Defendant also asserts his daughter should be emancipated and evinces, as a basis for the relief sought, her Burlington County College registration statement showing limited academic advancement.
Given the nature of this record, any dispute as to defendant's changed circumstances and emancipation of his daughter would be best determined in a plenary hearing. The issue of whether defendant's daughter is emancipated, with the correlative termination of the right to parental support, is fact-sensitive. See Dolce v. Dolce, 383 N.J. Super. 11, 17 (App. Div. 2006). In such a proceeding, the judge will have a chance to assess the credibility of defendant's assertions, as tested through the rigors of cross-examination. See Conforti v. Guliadis, 128 N.J. 318, 322-23 (1992) (requiring plenary hearings to resolve material factual disputes).

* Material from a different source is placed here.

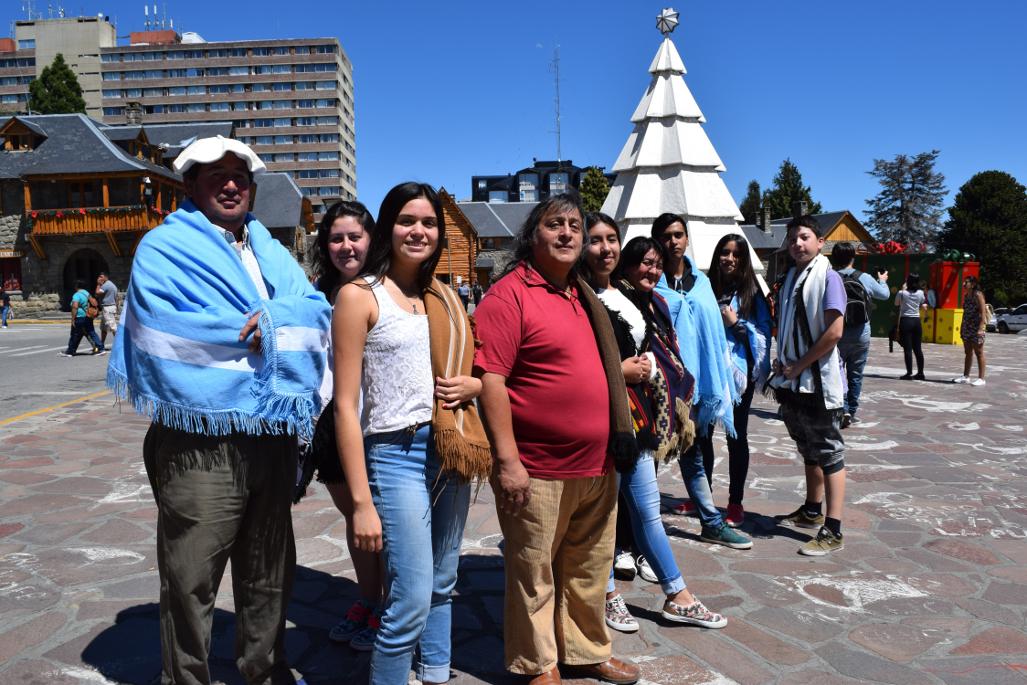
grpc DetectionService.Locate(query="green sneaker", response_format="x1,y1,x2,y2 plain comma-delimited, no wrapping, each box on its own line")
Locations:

We do not predetermine the outcome of such a hearing. It may well be that defendant is not entitled to any reduction of his support payments, or only a partial abatement. We conclude the matter must be remanded for a full hearing in which the facts and equities can be developed and evaluated.
Prior to the plenary hearing, the parties shall exchange updated CIS, including tax returns, and any necessary discovery counsel wish to pursue. The Family Part also retains the discretion, if any support reduction is ordered, to preserve defendant's original filing date of the October 2010 motion, concerning the computation of arrears, and potential credits or refunds.
Reversed and remanded for further proceedings consistent with this opinion. We do not retain jurisdiction.